40- Tırmanma duvarına gideceksin!
Mekan: Tırmanma duvarı
Katılacaklar: Sen ve istediğin herkes.
Kulübemde oturmuş Antik Yunan dilinde kitap okuyordum. Kitap okumayı sevmiyordum ama okumam gerekiyordu çünkü kendimi geliştirmek, bir şeyler öğrenmek istiyordum. Daha fazla bu işkenceye dayanamayarak kitabı masanın üzerine fırlattım. Bu kadarı bana yeter hatta artardı. Yatağıma uzandım ve bugün ne yapacağımı kısa bir süre düşündükten sonra aklıma tırmanma duvarı geldi. Daha önce hiç tırmanmaya denememiştim.
Kampta bu tırmanma duvarının ününü çok duymuştum. Bundan dolayı nasıl bir şey olduğunu çok merak ediyordum. Tırmanma duvarına gitmeye karar verdim. Hemen üzerime rahat bir şeyler giydim, saçımı topladım ve spor ayakkabımı giydim. Hazır olduğumda kulübemden çıkp tırmanma duvarına gittim.
Tırmanma duvarı çok yüksekti ve üzerinden lavlar akıyordu.
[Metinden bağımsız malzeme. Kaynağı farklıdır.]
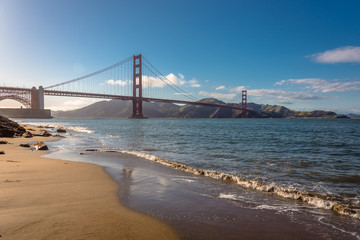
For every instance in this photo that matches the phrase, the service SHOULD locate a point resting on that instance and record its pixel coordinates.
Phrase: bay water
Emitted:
(307, 164)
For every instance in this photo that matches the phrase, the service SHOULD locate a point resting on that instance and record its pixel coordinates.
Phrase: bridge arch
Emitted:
(23, 100)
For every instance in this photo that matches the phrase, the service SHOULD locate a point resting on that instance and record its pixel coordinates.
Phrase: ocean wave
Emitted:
(332, 202)
(113, 136)
(325, 201)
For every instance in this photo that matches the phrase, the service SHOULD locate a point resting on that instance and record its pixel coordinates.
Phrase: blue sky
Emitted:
(304, 55)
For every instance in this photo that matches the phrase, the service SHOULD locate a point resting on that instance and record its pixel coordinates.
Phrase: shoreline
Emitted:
(177, 199)
(43, 198)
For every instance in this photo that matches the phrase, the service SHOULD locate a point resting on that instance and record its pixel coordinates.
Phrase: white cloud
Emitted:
(194, 83)
(118, 82)
(348, 54)
(281, 94)
(150, 81)
(237, 89)
(319, 85)
(217, 95)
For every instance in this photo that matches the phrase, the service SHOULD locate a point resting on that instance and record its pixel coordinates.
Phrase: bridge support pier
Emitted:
(37, 98)
(244, 104)
(137, 88)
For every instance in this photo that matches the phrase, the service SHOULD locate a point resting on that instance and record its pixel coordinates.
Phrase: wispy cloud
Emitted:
(237, 89)
(319, 85)
(194, 83)
(217, 95)
(348, 54)
(287, 95)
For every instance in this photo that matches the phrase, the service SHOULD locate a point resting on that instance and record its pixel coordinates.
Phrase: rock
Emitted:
(46, 134)
(10, 128)
(61, 130)
(27, 134)
(91, 150)
(7, 132)
(40, 146)
(58, 135)
(24, 145)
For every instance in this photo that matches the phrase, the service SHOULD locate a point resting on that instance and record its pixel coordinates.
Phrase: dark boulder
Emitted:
(41, 146)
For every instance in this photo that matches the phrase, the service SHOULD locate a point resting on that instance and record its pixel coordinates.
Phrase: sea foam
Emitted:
(325, 201)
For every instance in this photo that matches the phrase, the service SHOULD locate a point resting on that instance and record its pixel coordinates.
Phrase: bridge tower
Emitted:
(137, 87)
(37, 98)
(244, 104)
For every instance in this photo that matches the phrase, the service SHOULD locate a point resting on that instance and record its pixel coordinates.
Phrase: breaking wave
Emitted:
(325, 201)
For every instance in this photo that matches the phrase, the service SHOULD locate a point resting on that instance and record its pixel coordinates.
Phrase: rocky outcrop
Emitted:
(41, 146)
(27, 134)
(10, 128)
(24, 145)
(61, 130)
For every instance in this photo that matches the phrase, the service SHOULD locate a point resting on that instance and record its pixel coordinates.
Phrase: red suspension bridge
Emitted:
(134, 79)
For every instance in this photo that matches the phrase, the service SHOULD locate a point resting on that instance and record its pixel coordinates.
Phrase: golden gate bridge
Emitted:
(133, 79)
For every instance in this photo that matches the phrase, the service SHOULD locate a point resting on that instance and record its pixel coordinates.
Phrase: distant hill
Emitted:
(123, 109)
(354, 116)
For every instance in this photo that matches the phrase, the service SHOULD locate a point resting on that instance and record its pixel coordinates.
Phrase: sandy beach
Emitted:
(44, 198)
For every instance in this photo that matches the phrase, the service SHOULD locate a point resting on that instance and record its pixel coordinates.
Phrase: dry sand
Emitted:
(43, 198)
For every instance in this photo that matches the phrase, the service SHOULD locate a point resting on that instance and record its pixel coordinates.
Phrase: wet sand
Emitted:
(175, 198)
(44, 198)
Ben burayı nasıl tırmanacaktım? Bir süre daha incelendikten sonra tırmanmaya başladım. Başta her şey çok güzel gidiyordu. Biraz yukarı çıktıktan sonra sarsılmaya başladım. Sarsılma bayağı fazlaydı. Zar zor tutunuyordum. Tırmanmaya devam ettim. Üzerime lavlar gelmeye başladı.
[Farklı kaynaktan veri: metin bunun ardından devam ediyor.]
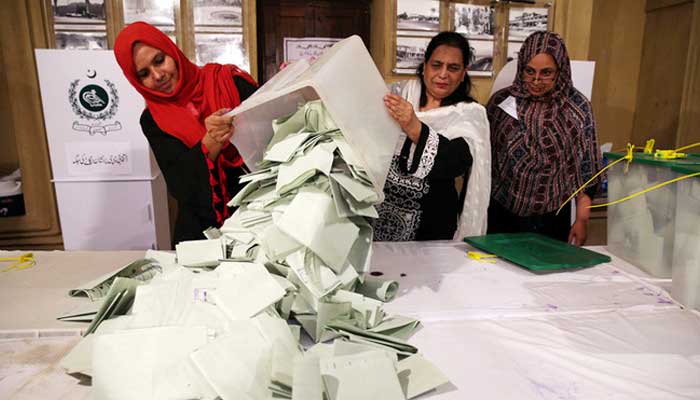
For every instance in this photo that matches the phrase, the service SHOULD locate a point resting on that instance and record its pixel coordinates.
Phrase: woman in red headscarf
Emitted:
(185, 124)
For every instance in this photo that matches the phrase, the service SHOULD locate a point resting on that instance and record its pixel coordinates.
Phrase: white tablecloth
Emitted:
(498, 331)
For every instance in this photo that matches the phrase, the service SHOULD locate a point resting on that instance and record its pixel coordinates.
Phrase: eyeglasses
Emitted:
(545, 75)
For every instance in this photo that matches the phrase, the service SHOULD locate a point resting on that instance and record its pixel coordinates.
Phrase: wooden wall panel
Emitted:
(616, 46)
(689, 121)
(662, 74)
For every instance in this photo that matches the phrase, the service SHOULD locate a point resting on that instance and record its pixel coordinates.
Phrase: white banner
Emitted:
(296, 49)
(91, 114)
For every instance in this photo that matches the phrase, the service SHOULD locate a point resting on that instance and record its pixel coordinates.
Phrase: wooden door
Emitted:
(278, 19)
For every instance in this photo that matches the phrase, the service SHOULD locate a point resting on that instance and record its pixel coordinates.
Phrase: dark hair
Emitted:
(463, 91)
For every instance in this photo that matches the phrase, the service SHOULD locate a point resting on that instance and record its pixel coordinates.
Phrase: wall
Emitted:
(617, 30)
(663, 70)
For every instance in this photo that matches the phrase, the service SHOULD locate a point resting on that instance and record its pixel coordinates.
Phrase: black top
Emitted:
(421, 200)
(187, 175)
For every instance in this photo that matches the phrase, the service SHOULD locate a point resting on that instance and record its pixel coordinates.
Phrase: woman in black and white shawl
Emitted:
(446, 136)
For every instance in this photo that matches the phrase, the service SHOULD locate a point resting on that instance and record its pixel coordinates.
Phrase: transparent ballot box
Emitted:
(347, 81)
(642, 230)
(686, 247)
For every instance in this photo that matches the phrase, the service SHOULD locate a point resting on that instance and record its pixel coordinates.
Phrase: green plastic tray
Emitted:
(536, 252)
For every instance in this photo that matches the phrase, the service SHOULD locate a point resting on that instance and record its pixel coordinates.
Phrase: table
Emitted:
(496, 330)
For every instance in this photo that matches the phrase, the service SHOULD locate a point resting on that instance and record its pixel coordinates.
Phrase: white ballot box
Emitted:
(110, 192)
(642, 230)
(686, 246)
(352, 90)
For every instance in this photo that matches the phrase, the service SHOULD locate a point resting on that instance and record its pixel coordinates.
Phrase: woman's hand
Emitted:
(402, 112)
(219, 132)
(579, 231)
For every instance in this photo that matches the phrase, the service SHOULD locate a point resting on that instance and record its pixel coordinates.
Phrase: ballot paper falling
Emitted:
(298, 247)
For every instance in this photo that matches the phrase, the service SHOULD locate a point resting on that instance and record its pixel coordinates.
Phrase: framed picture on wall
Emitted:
(474, 21)
(513, 49)
(482, 62)
(77, 12)
(156, 12)
(81, 40)
(522, 21)
(220, 48)
(409, 53)
(217, 12)
(418, 15)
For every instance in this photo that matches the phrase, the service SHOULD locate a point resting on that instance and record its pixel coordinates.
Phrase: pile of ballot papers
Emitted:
(223, 317)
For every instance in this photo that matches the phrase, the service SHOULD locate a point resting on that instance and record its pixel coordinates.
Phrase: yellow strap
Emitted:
(649, 147)
(21, 262)
(668, 154)
(483, 257)
(633, 195)
(690, 146)
(628, 158)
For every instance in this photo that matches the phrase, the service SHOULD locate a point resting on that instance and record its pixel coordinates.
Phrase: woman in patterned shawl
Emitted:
(544, 146)
(446, 136)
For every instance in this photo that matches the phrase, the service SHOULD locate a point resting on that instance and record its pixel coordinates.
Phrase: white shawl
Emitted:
(468, 121)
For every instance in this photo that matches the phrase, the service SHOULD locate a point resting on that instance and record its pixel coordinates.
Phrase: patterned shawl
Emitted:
(543, 156)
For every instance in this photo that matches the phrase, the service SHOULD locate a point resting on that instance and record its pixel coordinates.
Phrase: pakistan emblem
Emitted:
(96, 103)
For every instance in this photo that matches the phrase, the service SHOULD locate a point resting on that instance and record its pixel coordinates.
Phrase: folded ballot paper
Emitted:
(224, 319)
Onları da atlattım ama hemen arkasında taşlar yuvarlanıyordu. Taşlardan çok zor kurtuldum. Yukarı çıkmaya devam ettim. Çok yorulmuştum ve hala sarsılıyordum. Yere düşeceğimi biliyordum ama tırmanmak zorundaydım. Başka seçeneğim yoktu çünkü nasıl inileceğini bilmiyordum. Hızlanmaya başladım. Lavlar tekrar akmaya başladı.
Bir yerde durdum ve lavın bitmesini bekledim. Bitmeyeceğini anladığımda lavlara değmeden çıkmaya devam ettim. Kıyafetimin ucu yanmıştı ama önemli bir şey yoktu. Üzerime aniden taşlar tekrar gelmeye başladı. Ancak bunlar diğerlerine göre daha büyüklerdi. Bana bir çarpsalar ne olacağını düşünmek bile istemiyordum.
Hemen yana kaydım. Birinci taştan kurtuldum. Ancak ikinci taşa hazırlıklı olmadığımdan az daha bana çarpıyordu ama şansım yaver gitmişti. Ayağım kaydı, biraz aşağı doğru düştüm ve zar zor tutundum. Taşta yanımdan geçip gitti. Soluklanmaya ihtiyacım vardı. Böyle devam edemezdim. Aşağı doğru baktım ve çok yüksekte olduğumu gördüm. İşte şimdi bitmiştim ben.
Taşlar yanımdan geçip gidiyorlardı. Biraz daha bekledikten sonra taşlar gelmeyi kesti ve lavlar akmaya başladı. Ben de ilerlemeye devam ettim. Tam lavlardan kurtulmuştum ki bir taş bana çarptı ve hızla aşağı doğru düşmeye başladım. Bir yerlerden tutunmaya çalıştıysamda beceremedim. Sadece hızımı biraz yavaşlatmayı başarmıştım.
Fakat yine de hızlı bir şekilde aşağı düşüyordum. Bütün gücümle çığlık attım ve yere çakıldım. Kolumun üzerine düşmüştüm. Kolum çok acıyordu. Kesin kırılmıştı. Çılık atmaya devam ettim ama bu sefer acıdandı. Güneşi gördüm ve çığlık atmayı kestim. Birkaç kişi yanıma geldi ve beni hemen revire götürdüler.